Experts have even calculated that this psychological discomfort develops into unmotivated aggression by not less than a half of just-rested citizens. Furthermore, if this behaviour more frequently manifested itself only in verbal squabbles with the colleagues earlier, now manhandling is already in question as well. Such fights don’t get into the police reports: the governing body doesn’t want to tell tales out of the office. But sociologists say that the number of brawls at work has doubled during the recent year. Moreover, people of quite peaceful professions take part in brawls.
Personnel specialists note that absolutely all employees of the firms are liable to post-holiday depression – beginning with junior subordinates and ending with general directors. As for the most “dangerously explosive” professions, journalists, doctors and designers are first of all referred to them. Brain workers are arranged in this very order in the rating of the most “pugnacious” professions made by Hyteren Gruppe, the Austrian analytical company.
One doesn’t have to look far for examples. Journalists confirm their title of the main pugnacious fellows almost daily. Thus, the fight of The New York Times art department editors paralysed the newspaper’s work for the whole day in summer. Anita LeClerc, the boss, became the instigator of the quarrel, and Mary Ann Giordano, her deputy, was the victim. Everything began with the loud controversy concerning the segregation of duties among the employees. After a stormy “exchange of views”, the editor seized her deputy’s wrist, and a real fight began.
Only the chief editor managed to stop the disturbances. A similar incident took place in Russia the other day as well, in one of the large capital newspapers. At the close of the working day two journalists from the culture department couldn’t come to an agreement about which of them would go to one of the capital theatres for reportage.
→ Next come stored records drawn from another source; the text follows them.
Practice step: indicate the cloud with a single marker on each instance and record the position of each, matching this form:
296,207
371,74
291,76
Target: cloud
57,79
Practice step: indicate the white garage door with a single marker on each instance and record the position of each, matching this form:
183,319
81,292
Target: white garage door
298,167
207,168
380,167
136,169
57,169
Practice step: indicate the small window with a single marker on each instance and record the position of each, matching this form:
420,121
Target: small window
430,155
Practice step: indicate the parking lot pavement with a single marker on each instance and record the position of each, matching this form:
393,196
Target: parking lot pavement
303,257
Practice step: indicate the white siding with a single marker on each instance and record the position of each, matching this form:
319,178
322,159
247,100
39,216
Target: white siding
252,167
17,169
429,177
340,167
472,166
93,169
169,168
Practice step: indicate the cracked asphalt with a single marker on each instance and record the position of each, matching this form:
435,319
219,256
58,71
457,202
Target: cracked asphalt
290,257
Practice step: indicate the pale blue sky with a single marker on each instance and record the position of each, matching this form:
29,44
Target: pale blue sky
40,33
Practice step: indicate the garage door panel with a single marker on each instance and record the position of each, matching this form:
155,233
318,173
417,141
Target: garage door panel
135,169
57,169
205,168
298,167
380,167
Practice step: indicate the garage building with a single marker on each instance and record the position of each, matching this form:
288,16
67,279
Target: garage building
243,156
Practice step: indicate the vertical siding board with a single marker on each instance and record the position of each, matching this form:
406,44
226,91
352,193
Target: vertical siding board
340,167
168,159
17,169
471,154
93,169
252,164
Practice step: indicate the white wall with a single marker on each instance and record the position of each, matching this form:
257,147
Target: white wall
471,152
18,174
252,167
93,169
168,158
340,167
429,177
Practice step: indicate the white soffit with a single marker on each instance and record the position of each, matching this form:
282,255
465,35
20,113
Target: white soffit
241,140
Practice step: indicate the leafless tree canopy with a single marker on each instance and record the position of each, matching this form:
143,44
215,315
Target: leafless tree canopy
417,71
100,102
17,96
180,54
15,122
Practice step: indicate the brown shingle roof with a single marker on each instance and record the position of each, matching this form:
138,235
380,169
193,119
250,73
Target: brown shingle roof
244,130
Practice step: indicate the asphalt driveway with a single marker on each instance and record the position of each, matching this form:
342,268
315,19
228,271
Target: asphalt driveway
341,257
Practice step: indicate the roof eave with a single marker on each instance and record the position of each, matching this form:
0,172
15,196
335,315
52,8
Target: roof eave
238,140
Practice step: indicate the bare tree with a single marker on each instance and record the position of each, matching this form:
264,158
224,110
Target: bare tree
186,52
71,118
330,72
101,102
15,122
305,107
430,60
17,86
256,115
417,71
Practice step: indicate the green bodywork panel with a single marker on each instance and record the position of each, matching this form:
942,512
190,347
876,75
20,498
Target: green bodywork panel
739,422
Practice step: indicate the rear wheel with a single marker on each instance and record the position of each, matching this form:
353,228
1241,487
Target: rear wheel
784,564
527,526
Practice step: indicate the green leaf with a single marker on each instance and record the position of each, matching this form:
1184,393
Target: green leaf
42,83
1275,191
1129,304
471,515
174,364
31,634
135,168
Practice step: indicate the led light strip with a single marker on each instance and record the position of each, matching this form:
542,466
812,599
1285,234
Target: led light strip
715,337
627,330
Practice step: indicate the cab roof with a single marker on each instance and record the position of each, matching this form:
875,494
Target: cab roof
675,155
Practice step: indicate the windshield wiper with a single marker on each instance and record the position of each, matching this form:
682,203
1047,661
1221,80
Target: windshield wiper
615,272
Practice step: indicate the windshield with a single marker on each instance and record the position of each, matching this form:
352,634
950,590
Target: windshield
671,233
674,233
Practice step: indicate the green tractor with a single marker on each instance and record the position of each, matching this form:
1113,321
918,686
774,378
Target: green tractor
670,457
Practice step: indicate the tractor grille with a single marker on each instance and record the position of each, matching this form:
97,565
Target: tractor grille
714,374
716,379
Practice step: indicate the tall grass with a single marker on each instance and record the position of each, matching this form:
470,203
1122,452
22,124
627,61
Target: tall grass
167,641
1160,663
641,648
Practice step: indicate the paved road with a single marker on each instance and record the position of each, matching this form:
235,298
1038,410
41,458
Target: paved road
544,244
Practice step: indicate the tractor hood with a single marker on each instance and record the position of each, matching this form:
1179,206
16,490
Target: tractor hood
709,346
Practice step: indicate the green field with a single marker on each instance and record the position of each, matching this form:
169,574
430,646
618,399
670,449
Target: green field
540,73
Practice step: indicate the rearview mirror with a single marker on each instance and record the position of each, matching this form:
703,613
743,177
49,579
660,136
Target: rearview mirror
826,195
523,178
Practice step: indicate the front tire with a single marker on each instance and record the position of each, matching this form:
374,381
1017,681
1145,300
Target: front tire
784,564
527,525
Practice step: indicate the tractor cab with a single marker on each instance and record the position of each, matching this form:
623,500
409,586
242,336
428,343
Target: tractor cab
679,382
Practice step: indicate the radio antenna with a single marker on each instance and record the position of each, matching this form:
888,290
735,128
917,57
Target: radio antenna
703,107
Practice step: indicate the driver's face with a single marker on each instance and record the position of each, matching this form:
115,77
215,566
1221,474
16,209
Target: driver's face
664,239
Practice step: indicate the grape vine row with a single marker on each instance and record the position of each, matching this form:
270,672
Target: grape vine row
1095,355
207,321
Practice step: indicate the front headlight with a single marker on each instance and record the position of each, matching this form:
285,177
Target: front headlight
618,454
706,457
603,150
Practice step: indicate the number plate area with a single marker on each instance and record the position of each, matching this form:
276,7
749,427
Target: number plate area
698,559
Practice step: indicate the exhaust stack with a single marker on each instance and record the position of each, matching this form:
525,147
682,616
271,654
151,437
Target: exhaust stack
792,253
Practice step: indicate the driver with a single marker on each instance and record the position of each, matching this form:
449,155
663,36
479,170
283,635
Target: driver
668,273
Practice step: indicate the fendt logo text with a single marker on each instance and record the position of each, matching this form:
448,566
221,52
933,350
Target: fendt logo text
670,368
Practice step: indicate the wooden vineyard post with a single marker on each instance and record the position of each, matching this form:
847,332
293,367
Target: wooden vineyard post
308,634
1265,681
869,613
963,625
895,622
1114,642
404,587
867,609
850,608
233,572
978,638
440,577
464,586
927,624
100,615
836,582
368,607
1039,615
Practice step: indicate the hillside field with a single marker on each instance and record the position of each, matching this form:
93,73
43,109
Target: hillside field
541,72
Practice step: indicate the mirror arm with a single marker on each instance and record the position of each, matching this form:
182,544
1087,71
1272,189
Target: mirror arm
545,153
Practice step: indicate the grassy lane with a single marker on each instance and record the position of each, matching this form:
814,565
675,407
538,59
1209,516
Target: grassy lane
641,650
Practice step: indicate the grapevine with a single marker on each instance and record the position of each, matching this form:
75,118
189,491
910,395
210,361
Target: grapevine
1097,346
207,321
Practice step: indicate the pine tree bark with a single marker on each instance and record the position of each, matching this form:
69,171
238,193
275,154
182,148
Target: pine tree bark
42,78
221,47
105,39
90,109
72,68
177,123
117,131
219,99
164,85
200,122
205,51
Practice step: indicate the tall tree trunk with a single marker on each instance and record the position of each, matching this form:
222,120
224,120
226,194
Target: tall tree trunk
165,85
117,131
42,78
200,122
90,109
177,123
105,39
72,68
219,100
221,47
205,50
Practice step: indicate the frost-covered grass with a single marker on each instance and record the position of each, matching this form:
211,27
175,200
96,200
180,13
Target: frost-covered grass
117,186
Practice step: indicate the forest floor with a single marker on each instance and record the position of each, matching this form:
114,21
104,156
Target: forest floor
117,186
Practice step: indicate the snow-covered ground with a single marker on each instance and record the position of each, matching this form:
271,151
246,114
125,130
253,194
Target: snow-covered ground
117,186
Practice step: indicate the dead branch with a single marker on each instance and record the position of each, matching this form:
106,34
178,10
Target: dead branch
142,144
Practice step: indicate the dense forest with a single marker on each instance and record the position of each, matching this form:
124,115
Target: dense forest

In sum, nobody went: the chief reviewer of the newspaper had the front-tooth knocked out by means of the folder, and he in his turn gave a black eye to the opponent.
Many psychologists advise the leaders of the firms to hold corporate parties or trips to the open country during the first weeks of September in order to cope with post-holiday depression of their employees. Positive mood will help the staff to “join” in the work tempo.
However some heads of the corporations manage to relieve their subordinates from stress more efficiently than holding a banal corporate party. In most cases unexpected decisions yield positive result. Corporate psychologists invent various trainings and exercises “for nerves” and also create special “relaxing” rooms in some firms. The Japanese invention of the 50’s of the last century – “boss for beating” – is used all over the world up till now.
Furthermore, calm music plays in smoking rooms of some corporations so that one might be distracted from work for a while. And special chill-outs, where one can sit in a quiet atmosphere and communicate with the colleagues on abstract topics, are created here and there.